Abstract


Expansion of parasite-specific CD4 + and CD8 + T cells expressing IL-10 superfamily cytokine members and their regulation in human lymphatic filariasis.

 

Anuradha, R.; George, P.J.; Hanna, L.E.; Kumaran, P.P.; Chandrasekaran, V.; Nutman, T.B.; Babu S .

PLoS Neglected Tropical Diseases; 2014; 8: e2762.

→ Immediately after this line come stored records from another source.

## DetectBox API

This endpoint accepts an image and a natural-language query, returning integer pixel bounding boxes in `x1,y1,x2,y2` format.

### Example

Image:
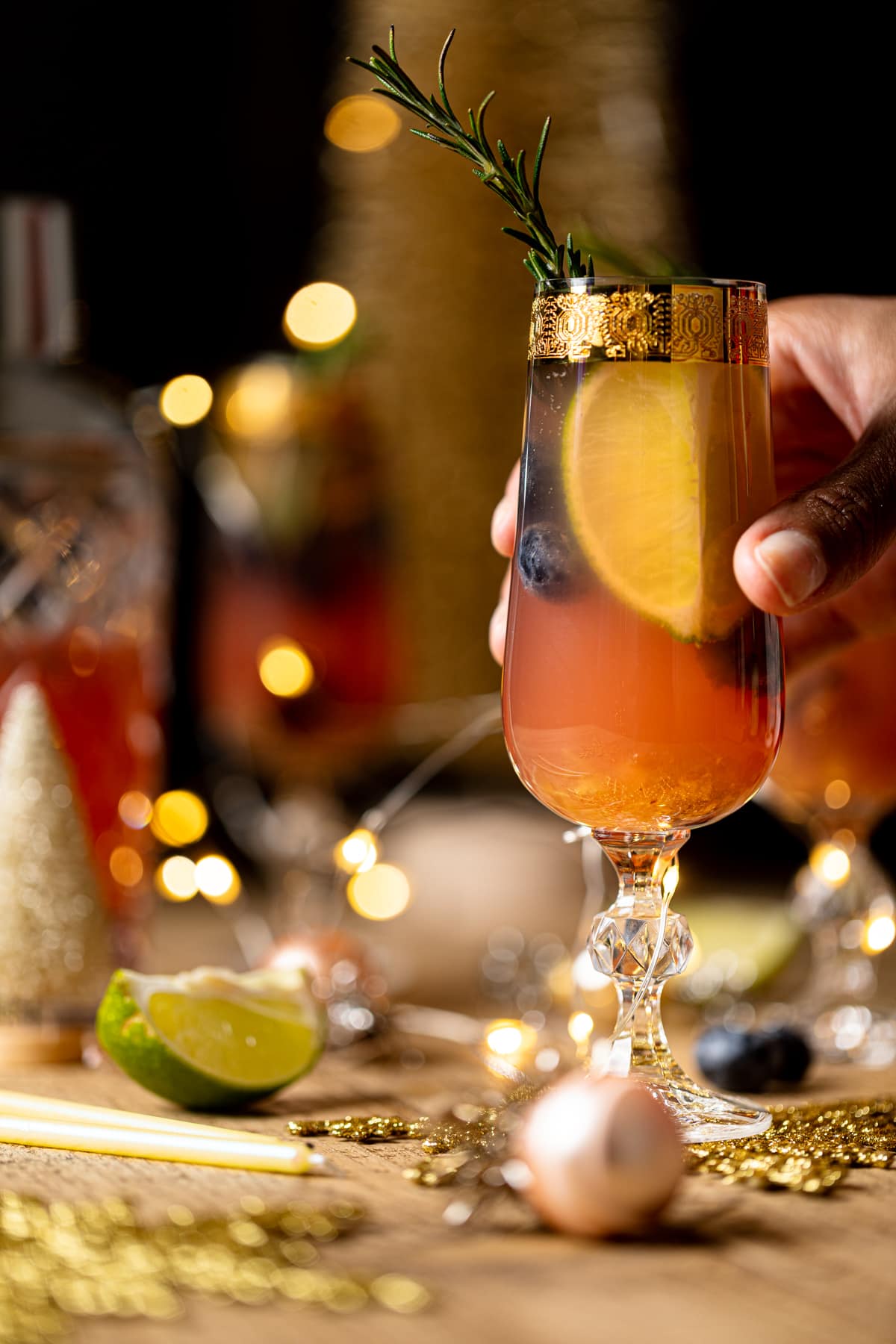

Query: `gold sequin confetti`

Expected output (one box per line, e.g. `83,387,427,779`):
686,1097,896,1195
0,1191,430,1344
287,1086,896,1195
286,1116,430,1144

Summary: Setting: National Institute for Research in Tuberculosis , India .

 

Abstract: Background: Lymphatic filariasis (LF) is known to be associated with an increased production of IL-10. The role of the other IL-10 family members in the pathogenesis of infection and/or disease is not known.

 

Methodology/Principal Findings: We examined the expression patterns of IL-10 family members IL-19, IL-24 and IL-26 in LF. We demonstrate that both CD4 + and CD8 + T cells express IL-19, IL-24 and IL-26 and that the frequency of CD4 + T cells expressing IL-19 and IL-24 (as well as IL-10) is significantly increased at baseline and following filarial antigen stimulation in patients with LF in comparison to individuals with filarial lymphedema and uninfected individuals. This CD4 + T cell expression pattern was associated with increased production of IL-19 and IL-24 by filarial antigen stimulated PBMC. Moreover, the frequency of CD4 + and CD8 + T cells expressing IL-26 was significantly increased following filarial antigen stimulation in filarial lymphedema individuals. Interestingly, IL-10 blockade resulted in diminished frequencies of IL-19 + and IL-24 + T cells, whereas the addition of recombinant IL-10 resulted in significantly increased frequency of IL-19 + and IL-24 + T cells as well as significantly up regulated IL-19 and IL-24 gene expression, suggesting that IL-10 regulates IL-19 and IL-24 expression in T cells. In addition, IL-1 b and IL-23 blockade also induced a diminution in the frequency of IL-19 + and IL-24 + T cells, indicating a novel role for these cytokines in the induction of IL-19 and IL-24 expressing T cells. Finally, elimination of infection resulted in significantly decreased frequencies of antigen specific CD4 + T cells expressing IL-10, IL-19 and IL-24.

 

Conclusions: Our findings, therefore, suggest that IL-19 and IL-24 are associated with the regulation of immune responses in active filarial infection and potentially with protection against development of pathology, while IL-26 is predominantly associated with pathology in LF.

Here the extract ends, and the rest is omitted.